Так Веров вышел из автобуса, который без замедления отправился своей дорогой. Веров задумался и осознал, что прийти к такому же состоянию как Слава ему не удастся, потому что всегда что-то нужно и все не устраивает, а достигнуть состояния, когда все устраивает не ясно как. Да, и прав ли человек с такой философией... В том и дело что прав, только для себя самого. Веров же правым считать себя не мог, определенным тоже, он шел больше с надеждой, что столкнется с тем, что ему нужно, в реальности, что наконец-то успокоит его буйную голову.  Мышление дает человеку свободу идеальную, и чем больше он её познает, тем больше от неё страдает, и лучше бы вообще не гнался за ней и не развивал её. Здесь обратной дороги нет. Человек должен быть готов к этому, иначе будет заплачена слишком большая цена, которая пронесется с ним через всю жизнь.

Не успев опомниться, Антон Витальевич захлопнул дверь в квартиру и уже сидел на кухне, где стояла все та же посуда, та же мебель, ложки и безделушки. Окружение не меняется, быт не меняется, ему позволено быть неизменным, и чем больше подобного, тем скорее сбивается острота взгляда ко всему.

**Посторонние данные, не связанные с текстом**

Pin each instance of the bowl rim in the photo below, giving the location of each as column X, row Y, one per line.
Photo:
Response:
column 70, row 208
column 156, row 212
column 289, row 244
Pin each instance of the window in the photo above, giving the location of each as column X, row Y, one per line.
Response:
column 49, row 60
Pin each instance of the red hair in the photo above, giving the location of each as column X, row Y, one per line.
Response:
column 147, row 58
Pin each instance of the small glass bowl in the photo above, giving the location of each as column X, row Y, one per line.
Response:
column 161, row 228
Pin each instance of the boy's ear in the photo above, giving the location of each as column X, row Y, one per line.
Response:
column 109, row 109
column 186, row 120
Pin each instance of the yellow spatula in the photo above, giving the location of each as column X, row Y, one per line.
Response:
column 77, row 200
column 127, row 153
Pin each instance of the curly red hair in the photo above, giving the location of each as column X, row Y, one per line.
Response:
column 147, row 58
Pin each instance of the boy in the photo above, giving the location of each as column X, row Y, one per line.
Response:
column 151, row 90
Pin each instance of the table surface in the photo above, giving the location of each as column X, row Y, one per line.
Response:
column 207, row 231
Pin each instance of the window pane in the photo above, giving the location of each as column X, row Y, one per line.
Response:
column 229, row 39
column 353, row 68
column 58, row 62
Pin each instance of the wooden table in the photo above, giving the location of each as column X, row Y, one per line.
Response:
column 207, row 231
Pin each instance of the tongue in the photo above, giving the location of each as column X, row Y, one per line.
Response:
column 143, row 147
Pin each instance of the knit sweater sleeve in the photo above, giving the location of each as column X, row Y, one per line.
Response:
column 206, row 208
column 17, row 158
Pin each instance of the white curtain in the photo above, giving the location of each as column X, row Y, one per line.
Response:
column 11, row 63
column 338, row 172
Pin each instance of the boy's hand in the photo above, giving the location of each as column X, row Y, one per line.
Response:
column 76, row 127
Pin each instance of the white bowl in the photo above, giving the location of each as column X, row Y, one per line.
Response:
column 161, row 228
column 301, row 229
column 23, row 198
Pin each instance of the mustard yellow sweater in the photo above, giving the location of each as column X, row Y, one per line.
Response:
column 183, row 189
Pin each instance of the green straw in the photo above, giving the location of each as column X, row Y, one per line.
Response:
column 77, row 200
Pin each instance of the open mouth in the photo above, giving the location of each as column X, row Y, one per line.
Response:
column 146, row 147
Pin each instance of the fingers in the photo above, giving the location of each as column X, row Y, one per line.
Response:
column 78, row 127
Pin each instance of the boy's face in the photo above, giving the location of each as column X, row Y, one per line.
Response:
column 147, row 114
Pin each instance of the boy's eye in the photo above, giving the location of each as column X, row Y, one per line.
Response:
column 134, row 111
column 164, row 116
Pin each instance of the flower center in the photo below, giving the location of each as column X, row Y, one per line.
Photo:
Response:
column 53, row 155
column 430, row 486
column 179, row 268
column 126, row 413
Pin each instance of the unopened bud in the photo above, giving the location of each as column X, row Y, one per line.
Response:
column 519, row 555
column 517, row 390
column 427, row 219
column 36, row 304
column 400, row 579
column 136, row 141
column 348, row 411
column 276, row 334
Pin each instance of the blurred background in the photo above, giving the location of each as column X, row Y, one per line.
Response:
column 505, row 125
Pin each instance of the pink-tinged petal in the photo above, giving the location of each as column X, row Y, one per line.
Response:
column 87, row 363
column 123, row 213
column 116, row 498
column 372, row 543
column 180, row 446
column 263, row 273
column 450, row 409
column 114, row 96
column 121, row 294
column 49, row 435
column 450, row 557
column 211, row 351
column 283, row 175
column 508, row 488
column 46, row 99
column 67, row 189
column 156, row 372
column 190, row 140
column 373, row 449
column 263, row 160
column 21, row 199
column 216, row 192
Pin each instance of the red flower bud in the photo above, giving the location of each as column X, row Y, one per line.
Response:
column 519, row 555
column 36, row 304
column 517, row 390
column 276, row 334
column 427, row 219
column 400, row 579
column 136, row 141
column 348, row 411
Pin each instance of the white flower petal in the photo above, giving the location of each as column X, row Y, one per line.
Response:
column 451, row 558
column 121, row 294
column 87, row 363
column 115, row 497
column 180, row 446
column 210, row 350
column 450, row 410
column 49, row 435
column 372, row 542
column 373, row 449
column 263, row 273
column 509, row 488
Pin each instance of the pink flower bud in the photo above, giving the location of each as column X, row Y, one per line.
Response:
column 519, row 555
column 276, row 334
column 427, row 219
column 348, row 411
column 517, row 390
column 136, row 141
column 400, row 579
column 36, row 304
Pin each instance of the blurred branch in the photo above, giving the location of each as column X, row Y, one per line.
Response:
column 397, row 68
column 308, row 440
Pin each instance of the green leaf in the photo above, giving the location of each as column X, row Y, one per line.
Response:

Зазвонил телефон. Веров растянутым движением поднимает трубку и ответит. В ответ тишина, кто-то молчал на проводе, а после и вовсе положил трубку. Гудки правом голоса пользовались на максимум. Веров так бы и продолжал их слушать, только надоело. Кто-то на той стороне видимо ошибся, такое бывает
Веров не заметил момента, когда ему перестало нравиться что-либо. Просто само по себе, как есть. Он лишь хотел спокойствия, какого-то умиротворения. Вроде не так много для одного человека, но так тяжело, чтобы достигнуть в одиночку. Тяжелая ноша осознавать, еще сложнее этому соответствовать. Сколько бы он не думал, мысли не приводили к свободе, они лишь освещали область, о чем можно было подумать. Как пар, которому предстояло еще сконденсироваться в капли воды. Здесь водой выступали поступки. Думать можно о многом, но ни одна мысль не представляет значимости, пока она не повлечет за собой действие.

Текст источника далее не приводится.